Publié le 24 juin 2026 · Mis à jour le 24 juin 2026
Devis non signé : quelle valeur juridique pour l'artisan BTP ?
Selon les retours terrain du secteur BTP, environ 76 % des devis envoyés par les artisans restent sans réponse. Trois devis sur quatre — chiffrés, détaillés, envoyés dans les temps — finissent dans une boîte mail sans jamais revenir signés. Et pourtant, certains artisans commencent les travaux quand même, convaincus que « le client a dit oui au téléphone ».
Un devis non signé n'a aucune valeur contractuelle.

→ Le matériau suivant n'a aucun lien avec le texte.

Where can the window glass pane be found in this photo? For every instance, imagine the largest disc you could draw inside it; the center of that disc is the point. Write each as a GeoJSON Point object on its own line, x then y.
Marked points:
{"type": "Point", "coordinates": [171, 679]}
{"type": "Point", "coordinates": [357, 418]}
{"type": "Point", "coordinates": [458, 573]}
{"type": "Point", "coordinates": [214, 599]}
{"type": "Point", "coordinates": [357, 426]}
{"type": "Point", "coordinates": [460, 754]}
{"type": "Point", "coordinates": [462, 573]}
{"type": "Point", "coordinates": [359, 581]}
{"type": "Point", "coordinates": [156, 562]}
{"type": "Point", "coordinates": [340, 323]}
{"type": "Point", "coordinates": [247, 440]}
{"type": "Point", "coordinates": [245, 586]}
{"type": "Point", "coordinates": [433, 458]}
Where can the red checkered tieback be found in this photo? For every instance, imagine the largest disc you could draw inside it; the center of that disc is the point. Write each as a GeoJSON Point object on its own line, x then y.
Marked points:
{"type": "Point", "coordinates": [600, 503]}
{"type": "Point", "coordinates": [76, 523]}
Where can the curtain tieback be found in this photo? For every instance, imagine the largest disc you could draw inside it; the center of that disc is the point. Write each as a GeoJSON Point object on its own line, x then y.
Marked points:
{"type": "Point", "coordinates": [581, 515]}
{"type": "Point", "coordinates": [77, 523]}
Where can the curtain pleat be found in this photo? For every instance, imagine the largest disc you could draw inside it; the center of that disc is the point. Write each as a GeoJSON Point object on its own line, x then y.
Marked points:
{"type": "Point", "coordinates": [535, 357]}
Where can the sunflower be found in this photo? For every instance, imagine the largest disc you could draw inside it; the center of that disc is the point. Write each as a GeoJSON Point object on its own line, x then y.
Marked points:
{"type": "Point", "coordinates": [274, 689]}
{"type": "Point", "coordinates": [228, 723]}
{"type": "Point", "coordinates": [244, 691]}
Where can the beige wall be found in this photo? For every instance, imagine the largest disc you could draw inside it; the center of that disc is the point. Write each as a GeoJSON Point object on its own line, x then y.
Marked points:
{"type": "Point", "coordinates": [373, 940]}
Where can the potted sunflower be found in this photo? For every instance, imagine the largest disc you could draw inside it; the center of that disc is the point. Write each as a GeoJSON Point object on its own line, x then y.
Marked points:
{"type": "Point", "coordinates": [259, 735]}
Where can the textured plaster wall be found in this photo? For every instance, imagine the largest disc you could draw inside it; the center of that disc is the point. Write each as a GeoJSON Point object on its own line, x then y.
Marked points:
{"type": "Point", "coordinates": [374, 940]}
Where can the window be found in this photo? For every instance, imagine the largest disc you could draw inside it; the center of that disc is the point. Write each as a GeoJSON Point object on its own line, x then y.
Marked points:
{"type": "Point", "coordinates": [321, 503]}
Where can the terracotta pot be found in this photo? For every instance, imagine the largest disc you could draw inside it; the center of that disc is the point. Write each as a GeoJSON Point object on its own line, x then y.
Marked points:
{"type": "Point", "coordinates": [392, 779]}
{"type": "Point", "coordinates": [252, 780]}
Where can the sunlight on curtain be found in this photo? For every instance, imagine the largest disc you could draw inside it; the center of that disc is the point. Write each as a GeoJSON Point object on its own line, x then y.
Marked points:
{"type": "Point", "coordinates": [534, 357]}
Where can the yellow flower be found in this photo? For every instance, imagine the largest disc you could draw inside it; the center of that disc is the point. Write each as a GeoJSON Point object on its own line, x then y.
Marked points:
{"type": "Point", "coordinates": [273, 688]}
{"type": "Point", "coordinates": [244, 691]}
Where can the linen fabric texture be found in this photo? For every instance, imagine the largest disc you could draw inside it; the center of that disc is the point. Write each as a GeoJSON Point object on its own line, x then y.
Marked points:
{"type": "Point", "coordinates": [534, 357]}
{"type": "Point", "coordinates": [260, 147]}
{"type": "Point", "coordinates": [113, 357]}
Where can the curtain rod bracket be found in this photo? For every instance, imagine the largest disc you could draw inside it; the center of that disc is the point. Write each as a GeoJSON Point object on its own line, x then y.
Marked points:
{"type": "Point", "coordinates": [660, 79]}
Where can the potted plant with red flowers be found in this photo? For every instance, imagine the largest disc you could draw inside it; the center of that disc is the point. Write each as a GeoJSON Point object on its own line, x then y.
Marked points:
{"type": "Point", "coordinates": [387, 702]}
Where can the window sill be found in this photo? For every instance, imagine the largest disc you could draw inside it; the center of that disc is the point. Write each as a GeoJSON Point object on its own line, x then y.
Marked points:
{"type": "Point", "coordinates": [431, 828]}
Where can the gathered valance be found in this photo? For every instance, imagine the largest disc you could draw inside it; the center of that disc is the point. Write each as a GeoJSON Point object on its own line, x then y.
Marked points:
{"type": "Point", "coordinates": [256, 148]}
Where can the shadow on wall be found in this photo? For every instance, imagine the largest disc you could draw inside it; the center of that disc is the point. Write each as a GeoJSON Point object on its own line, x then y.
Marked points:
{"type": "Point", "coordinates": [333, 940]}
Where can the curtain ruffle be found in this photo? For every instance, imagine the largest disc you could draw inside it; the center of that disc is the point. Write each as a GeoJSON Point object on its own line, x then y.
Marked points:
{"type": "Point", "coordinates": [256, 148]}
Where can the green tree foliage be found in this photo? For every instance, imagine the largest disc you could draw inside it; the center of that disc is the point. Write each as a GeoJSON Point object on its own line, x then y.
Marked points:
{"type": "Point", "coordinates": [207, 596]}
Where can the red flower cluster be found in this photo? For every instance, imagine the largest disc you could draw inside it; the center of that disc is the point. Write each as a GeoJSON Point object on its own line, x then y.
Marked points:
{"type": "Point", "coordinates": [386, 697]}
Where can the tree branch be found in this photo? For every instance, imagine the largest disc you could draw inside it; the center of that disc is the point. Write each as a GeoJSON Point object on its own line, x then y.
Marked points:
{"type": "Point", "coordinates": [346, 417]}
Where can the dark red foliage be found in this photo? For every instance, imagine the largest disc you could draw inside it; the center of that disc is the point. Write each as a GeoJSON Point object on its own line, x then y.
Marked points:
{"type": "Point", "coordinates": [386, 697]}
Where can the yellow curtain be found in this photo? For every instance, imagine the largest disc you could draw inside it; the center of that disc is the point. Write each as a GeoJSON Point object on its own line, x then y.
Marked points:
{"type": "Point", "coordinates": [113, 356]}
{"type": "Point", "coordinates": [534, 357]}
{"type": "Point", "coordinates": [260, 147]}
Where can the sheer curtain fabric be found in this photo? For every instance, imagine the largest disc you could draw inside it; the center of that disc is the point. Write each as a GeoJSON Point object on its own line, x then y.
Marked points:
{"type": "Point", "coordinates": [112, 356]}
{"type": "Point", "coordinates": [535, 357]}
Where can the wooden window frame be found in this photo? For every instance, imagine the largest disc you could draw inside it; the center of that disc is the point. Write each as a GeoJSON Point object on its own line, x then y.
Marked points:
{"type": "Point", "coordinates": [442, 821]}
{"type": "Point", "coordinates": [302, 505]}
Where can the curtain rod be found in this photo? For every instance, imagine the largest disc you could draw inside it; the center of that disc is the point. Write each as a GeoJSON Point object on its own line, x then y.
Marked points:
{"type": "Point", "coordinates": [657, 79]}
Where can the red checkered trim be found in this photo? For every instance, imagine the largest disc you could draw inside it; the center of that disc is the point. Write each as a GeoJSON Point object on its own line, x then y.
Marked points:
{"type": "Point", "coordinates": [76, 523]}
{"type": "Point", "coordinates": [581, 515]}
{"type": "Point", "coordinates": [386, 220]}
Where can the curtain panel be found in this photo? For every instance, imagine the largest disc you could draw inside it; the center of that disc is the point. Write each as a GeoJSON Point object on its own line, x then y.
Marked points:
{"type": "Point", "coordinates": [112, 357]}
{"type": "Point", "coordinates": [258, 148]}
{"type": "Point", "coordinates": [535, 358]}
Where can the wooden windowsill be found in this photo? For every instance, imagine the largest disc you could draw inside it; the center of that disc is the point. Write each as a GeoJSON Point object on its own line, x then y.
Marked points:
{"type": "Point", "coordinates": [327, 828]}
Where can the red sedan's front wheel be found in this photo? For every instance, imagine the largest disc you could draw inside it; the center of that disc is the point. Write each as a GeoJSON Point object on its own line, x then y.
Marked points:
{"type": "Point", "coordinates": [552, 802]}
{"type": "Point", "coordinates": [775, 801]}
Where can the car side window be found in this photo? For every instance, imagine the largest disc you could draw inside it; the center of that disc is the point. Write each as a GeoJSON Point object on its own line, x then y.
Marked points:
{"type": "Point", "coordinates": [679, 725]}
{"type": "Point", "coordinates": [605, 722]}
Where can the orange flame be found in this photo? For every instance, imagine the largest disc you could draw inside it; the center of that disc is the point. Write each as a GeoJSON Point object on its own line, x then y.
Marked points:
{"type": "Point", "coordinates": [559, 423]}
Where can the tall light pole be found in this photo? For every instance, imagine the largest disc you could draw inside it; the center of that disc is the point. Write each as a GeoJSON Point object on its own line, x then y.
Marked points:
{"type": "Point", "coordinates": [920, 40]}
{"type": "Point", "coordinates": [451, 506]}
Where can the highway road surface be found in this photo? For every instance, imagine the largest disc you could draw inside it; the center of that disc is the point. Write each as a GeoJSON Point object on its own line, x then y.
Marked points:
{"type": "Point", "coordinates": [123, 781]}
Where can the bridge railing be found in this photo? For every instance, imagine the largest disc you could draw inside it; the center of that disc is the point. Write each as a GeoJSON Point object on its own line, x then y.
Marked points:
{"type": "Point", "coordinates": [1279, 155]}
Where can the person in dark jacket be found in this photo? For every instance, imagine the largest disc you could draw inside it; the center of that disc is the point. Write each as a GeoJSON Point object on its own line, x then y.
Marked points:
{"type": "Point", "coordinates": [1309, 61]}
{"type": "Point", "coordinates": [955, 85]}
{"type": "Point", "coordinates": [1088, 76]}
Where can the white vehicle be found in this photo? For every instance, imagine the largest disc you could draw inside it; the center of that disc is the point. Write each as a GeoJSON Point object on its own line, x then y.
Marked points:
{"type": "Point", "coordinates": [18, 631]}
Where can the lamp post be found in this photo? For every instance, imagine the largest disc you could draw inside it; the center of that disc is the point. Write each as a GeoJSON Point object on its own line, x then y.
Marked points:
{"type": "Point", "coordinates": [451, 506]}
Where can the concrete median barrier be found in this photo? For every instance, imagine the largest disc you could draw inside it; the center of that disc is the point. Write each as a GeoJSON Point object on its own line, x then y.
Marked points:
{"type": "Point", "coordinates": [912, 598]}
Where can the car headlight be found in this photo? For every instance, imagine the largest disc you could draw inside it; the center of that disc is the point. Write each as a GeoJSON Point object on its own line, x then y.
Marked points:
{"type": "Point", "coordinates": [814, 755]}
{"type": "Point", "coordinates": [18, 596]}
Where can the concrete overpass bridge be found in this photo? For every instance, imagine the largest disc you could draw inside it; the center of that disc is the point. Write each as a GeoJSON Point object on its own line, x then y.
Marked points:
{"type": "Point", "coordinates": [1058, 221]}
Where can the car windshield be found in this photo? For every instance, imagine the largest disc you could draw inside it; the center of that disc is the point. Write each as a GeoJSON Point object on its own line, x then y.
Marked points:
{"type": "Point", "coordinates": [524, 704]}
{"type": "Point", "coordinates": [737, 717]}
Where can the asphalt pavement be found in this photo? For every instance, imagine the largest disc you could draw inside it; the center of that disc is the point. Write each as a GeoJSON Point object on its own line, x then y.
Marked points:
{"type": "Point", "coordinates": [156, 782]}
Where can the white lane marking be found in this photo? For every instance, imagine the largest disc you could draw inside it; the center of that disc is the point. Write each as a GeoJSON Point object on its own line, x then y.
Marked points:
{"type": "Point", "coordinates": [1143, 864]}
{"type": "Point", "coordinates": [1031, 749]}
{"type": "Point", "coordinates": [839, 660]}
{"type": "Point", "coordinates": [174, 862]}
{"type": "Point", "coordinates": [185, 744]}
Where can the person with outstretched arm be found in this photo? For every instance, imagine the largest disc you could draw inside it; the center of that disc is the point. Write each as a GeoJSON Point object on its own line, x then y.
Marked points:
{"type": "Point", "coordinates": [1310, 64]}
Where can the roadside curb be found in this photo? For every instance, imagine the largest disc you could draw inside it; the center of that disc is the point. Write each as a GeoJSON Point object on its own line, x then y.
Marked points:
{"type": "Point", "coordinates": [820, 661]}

Juridiquement, c'est une simple offre commerciale : une proposition de prix que le client peut accepter ou refuser librement. Tant qu'il n'y a ni signature, ni acompte versé, ni début d'exécution des travaux, personne n'est engagé. Le client ne vous doit rien. Vous ne lui devez rien.
Ce constat pose un problème concret pour les artisans du bâtiment : comment se protéger contre les devis « fantômes » qui consomment du temps sans générer de chiffre d'affaires ? Ce guide détaille la réalité juridique du devis non signé, les exceptions qui peuvent jouer en votre faveur, et les actions concrètes pour développer votre activité sans perdre de temps sur des devis morts.
À retenir
- Un devis non signé = offre commerciale sans engagement (article 1113 du Code civil)
- Exception majeure : un acompte versé vaut acceptation tacite du devis
- Le début d'exécution des travaux avec l'accord du client crée un contrat de fait
- Relancer à J+3 et J+7 augmente sensiblement le taux de signature, d'après les données internes Payflo
Un devis non signé a-t-il une valeur juridique ?
La réponse courte : non.
L'article 1113 du Code civil dispose que le contrat se forme « par la rencontre d'une offre et d'une acceptation par lesquelles les parties manifestent leur volonté de s'engager ». Le devis constitue l'offre. La signature du client constitue l'acceptation. Sans cette acceptation, aucun contrat n'existe — et aucune des deux parties n'est liée.
Concrètement, cela signifie que :
- Le client peut ignorer le devis sans justification ni pénalité
- L'artisan peut modifier ou retirer son offre tant qu'elle n'est pas acceptée
- Aucune indemnité ne peut être réclamée pour un devis resté sans signature
Pour les artisans du bâtiment, le site Service-Public Entreprendre rappelle que le devis est obligatoire pour les travaux et dépannages supérieurs à 150 € TTC. Mais obligation de remise ne signifie pas obligation d'acceptation. Le devis reste une proposition, pas un contrat.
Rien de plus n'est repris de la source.